Which is: Eskişehir Hotel G. K. Tabtzian (it's unlikely the owner of the hotel
was called Gktabtzian so the first two letters are probably his and his
father's names' initials). It's interesting that the way the name of the hotel
is written sounds as "Se-eer" in Greek, whereas in modern Greek Eskişehir is
pronounced as "Eskee Seh-eer" with a strong "h". I'm guessing the correct
Turkish pronounciation is the one on the 1901 sign.

Another sign on the right has the name "ΚΥΡ. ΒΟΣΝΟΠΟΥΛΟΣ" (Kyr. Vosnopoulos,
Kyr. being probably short for Kyriakos, a common Greek name) and some other
text that I can't read and that also seems to be in two languages.

There's a third sign on the same side I can't read and that also seems to be
in Greek and another language.

Btw the street is Youksek-Kaldirim. You can find it on Google maps. I had a
look on street view and there is something that looks a lot like the ironwork
supports of the mashrabiya behind the Philippakis sign:

[https://www.google.com/maps/@41.024158,28.9750783,3a,75y,344...](https://www.google.com/maps/@41.024158,28.9750783,3a,75y,344.57h,99.6t/data=!3m6!1e1!3m4!1sbYIVTaV0QKe8Ccj1FM0rQA!2e0!7i13312!8i6656)

(The mashrabyia is that thing that looks like a protruding window).

Perhaps all that's left now from the Tabtzian hotel.

------
keiferski
Ottoman Turkish itself was a particularly interesting language, comprised of
Turkish base with abundant Persian and Arabic vocabulary laid on top:

 _It borrows extensively, in all aspects, from Arabic and Persian and its
speakers used the (Perso-Arabic) Ottoman Turkish alphabet for written
communications. During the peak of Ottoman power (c. 16th century CE), words
of foreign origin in Turkish literature in the Ottoman empire heavily
outnumbered native Turkish words, with Arabic and Persian vocabulary
accounting for up to 88% of the Ottoman vocabulary in some texts._

It's almost analogous to the story of English and words of Latin or Greek
origin. Just as the Arabic words in Ottoman Turkish were originally adopted
via Persian (and not directly from Arabic), most of the Latin-origin words in
English were adopted via French, Italian, and other European languages.

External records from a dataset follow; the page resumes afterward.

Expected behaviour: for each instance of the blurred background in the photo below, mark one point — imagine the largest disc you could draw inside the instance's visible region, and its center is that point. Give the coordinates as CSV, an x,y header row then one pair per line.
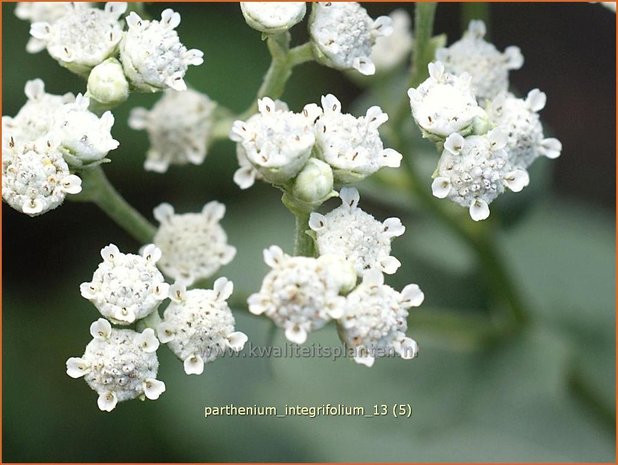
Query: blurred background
x,y
546,394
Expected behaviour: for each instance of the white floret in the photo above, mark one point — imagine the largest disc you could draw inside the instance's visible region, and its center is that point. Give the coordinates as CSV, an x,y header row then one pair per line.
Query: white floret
x,y
375,320
343,35
193,245
444,103
301,294
352,146
119,364
83,37
198,326
488,68
126,287
357,236
152,55
179,128
474,171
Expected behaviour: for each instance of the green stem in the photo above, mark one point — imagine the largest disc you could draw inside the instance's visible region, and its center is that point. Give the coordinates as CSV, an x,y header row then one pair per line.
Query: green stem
x,y
303,243
96,188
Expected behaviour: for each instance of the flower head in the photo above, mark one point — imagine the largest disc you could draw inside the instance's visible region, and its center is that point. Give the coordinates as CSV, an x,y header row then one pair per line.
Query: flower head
x,y
343,35
126,287
444,103
198,326
83,37
357,236
352,146
85,138
35,177
152,55
273,17
119,364
301,294
488,68
277,142
519,119
193,245
392,50
474,171
178,127
375,320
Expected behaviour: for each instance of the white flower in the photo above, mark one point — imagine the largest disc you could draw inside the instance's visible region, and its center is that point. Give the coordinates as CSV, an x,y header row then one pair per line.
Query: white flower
x,y
444,103
273,17
126,287
488,67
389,51
83,37
519,119
84,137
119,364
375,320
198,326
356,235
193,245
107,83
178,127
352,146
474,171
35,119
35,12
152,55
35,177
301,294
277,142
343,35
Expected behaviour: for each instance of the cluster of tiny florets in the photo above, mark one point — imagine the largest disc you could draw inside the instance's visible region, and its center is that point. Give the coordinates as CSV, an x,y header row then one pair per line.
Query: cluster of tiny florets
x,y
198,325
489,136
178,126
193,245
343,35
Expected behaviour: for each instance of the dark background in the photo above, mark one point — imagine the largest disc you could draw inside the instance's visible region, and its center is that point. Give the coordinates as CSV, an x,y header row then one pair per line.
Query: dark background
x,y
518,401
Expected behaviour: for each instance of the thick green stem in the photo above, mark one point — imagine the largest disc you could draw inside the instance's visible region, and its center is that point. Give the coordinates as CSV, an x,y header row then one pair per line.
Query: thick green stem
x,y
96,188
303,243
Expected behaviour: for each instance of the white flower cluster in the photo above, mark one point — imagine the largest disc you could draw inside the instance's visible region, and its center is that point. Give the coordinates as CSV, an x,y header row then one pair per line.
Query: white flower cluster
x,y
193,245
343,35
488,136
324,145
178,126
487,67
119,365
198,325
50,134
122,364
357,236
273,17
82,37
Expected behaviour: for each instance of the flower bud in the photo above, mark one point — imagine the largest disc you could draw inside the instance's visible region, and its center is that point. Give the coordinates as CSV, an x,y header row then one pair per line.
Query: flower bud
x,y
107,83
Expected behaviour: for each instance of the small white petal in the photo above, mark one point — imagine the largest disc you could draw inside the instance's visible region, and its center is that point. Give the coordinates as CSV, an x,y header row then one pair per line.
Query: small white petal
x,y
77,367
107,401
454,143
147,341
101,329
412,296
296,334
440,187
517,180
224,288
153,388
236,340
317,221
194,365
479,210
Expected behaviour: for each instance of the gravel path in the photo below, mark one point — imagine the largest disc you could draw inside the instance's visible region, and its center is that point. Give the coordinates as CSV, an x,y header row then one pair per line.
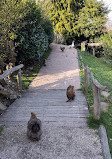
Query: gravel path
x,y
62,69
57,142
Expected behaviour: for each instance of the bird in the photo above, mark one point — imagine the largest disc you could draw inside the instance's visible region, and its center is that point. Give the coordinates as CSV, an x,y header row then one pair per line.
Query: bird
x,y
62,48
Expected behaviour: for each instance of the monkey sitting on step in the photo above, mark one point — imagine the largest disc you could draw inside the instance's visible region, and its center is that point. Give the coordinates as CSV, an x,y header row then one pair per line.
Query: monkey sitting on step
x,y
34,131
70,93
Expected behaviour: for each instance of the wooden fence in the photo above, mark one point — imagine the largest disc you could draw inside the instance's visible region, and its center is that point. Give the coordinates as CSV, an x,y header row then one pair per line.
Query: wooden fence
x,y
12,70
97,87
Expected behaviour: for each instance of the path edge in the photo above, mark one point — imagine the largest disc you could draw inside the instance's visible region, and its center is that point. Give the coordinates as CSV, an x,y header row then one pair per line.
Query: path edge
x,y
104,142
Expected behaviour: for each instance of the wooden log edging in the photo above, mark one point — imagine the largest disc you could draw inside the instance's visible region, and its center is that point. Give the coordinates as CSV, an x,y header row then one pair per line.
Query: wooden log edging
x,y
7,72
97,87
104,142
10,71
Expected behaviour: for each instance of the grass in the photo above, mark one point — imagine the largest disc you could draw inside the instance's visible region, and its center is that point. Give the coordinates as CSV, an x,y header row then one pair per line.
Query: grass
x,y
103,73
31,73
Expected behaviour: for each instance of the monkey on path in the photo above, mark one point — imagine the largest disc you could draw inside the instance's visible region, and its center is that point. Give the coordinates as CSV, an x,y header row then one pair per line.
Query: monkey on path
x,y
34,131
70,93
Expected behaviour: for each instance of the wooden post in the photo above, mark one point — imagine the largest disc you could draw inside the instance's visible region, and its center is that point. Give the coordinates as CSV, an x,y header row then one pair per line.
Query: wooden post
x,y
97,102
86,79
93,51
19,83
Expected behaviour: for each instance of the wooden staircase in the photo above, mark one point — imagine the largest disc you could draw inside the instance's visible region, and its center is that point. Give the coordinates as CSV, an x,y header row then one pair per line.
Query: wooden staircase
x,y
50,107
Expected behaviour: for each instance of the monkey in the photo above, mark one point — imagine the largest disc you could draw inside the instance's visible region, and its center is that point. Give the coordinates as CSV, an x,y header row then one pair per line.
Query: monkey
x,y
70,93
62,48
34,130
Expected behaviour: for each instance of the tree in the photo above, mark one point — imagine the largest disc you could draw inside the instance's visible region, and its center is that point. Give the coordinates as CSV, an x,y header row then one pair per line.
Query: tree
x,y
11,14
63,15
91,19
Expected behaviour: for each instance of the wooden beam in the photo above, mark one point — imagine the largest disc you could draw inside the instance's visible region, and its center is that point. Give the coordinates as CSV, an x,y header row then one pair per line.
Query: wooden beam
x,y
19,83
97,102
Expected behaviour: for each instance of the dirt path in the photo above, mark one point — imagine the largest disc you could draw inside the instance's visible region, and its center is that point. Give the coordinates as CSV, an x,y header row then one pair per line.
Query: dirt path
x,y
61,70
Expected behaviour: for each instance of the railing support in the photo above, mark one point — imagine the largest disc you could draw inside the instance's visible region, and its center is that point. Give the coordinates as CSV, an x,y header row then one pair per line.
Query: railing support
x,y
97,102
19,83
86,79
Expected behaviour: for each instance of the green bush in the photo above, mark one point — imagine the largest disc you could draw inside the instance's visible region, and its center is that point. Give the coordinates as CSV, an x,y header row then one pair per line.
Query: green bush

 _As in most other Turkic and other foreign languages of Islamic communities,
the Arabic borrowings were not originally the result of a direct exposure of
Ottoman Turkish to Arabic, a fact that is evidenced by the typically Persian
phonological mutation of the words of Arabic origin._

Funnily enough, Ottoman Turkish was also written with an alphabet woefully
unsuited to express its sounds and grammar, just like English.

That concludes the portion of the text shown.